White mustard was the species that provided the highest level of weed suppression in most weed biomass assessments. The ability of white mustard and species belonging to the botanical family Brassicaceae can be explained by their high allelopathic potential, which is due to the high content of allelochemicals called glucosinolates in the plant tissue [54]. Glucosinolate molecules are hydrolyzed by an enzyme, namely myrosinase, to a variety of biologically active products, with isothiocyanates having the highest allelopathic potential [55]. This process occurs when plant tissue is disturbed by mowing, grazing, frost, tillage, or root death [56]. Therefore, in the present study, it is very possible that the incorporation of mowed residues of white mustard plants resulted in the release of toxic allelochemicals into the upper soil layers, which impaired weed seed germination and consequently reduced weed emergence.

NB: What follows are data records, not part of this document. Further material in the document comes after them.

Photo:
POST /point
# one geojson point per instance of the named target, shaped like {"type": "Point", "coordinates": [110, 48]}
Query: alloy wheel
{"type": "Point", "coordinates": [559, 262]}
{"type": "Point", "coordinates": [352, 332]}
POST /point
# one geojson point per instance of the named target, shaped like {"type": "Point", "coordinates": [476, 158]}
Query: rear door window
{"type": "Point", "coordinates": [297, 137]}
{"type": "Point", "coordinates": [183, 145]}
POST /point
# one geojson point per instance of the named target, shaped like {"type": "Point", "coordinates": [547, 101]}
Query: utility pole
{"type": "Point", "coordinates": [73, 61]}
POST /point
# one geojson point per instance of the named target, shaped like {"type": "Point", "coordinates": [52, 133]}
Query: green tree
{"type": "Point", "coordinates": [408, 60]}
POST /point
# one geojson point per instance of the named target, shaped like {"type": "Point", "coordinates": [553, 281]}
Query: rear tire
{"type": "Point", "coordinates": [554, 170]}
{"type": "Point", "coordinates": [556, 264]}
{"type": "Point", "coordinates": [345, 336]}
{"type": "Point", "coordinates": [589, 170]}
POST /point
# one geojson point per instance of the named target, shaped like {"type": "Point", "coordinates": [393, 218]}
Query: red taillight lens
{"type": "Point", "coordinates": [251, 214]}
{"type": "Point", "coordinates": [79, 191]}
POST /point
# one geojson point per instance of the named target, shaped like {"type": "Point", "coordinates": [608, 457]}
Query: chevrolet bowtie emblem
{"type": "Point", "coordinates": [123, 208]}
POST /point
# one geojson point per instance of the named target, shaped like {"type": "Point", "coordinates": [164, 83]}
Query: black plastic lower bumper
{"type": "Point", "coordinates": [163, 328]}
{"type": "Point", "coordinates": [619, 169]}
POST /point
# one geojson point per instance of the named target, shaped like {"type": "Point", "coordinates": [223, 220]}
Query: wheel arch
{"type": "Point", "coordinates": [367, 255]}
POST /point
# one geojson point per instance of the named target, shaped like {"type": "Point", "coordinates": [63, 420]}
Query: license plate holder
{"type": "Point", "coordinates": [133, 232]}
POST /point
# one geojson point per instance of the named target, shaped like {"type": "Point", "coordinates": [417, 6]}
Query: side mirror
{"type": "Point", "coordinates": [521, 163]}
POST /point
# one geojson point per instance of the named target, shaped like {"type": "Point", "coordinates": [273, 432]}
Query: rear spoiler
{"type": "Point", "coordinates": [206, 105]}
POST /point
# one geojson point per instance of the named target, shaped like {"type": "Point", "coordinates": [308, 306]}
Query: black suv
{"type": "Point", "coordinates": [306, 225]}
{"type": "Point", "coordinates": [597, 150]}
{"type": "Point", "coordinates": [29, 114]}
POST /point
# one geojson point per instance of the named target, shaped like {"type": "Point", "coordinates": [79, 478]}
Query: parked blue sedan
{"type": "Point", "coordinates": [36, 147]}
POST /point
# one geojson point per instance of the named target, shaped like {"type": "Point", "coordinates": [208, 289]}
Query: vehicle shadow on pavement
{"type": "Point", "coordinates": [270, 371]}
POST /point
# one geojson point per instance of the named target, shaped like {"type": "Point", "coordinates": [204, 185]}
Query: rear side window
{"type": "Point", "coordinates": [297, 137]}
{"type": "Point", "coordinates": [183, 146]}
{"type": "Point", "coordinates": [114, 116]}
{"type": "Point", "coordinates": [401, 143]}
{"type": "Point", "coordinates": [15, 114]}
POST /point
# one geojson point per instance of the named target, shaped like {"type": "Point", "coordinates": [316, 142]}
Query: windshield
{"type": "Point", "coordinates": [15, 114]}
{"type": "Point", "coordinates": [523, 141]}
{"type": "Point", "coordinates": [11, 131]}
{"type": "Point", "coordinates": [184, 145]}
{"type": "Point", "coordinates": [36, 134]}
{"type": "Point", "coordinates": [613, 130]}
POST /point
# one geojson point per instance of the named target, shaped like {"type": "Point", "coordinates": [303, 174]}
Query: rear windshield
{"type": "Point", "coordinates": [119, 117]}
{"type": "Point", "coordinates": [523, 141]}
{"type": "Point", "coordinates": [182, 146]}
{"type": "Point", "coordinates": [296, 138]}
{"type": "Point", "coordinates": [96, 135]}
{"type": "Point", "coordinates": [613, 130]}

There is a similar explanation for the suppression of weed biomass in farro wheat subplots. Cereal straw contains allelochemicals, mainly phenolic compounds, that can reduce weed seed germination when incorporated into the soil after terminating a cereal cover crop [57]. In contrast, common vetch did not provide adequate weed control compared to the cover crops mentioned above. Legume cover crops do not usually produce such large amounts of biomass and they are characterized by lower allelopathic potential than cereals and crucifers [58]. In fact, legume cover crops are preferable for improving soil conditions by enriching the soil with nitrogen and increasing the productivity of the main crop [25].
Regarding sulla biomass, white mustard resulted in the highest stem and total plant DMY, followed by farro wheat. Our results agree with the recent findings of Kanatas et al. [34] who obtained greater weed control and consequently higher yields in white mustard plots compared to untreated plots. In addition, Dhima et al. [59] reported that winter cereal cover crops can reduce weed emergence in the following main crop and improve its productivity. In another study, Campiglia et al. [60] found that cruciferous and cereal cover crops suppressed weeds more than legume cover crops, resulting in the highest crop yields. In any case, cover crops are reported to improve weed management at establishment and increase productivity of bioenergy crops. For example, Aluko et al. [61] observed that sweet potato [Ipomoea batatas (L.) Lam.] and egusi melon (Citrullus lanatus (Thunb.) Matsum. and Nakai.) reduced weed biomass and increased kenaf biomass yield. In addition, Sadeghpour et al. [62] reported significantly lower weed biomass and higher biomass production for switchgrass by using oat as a cover crop.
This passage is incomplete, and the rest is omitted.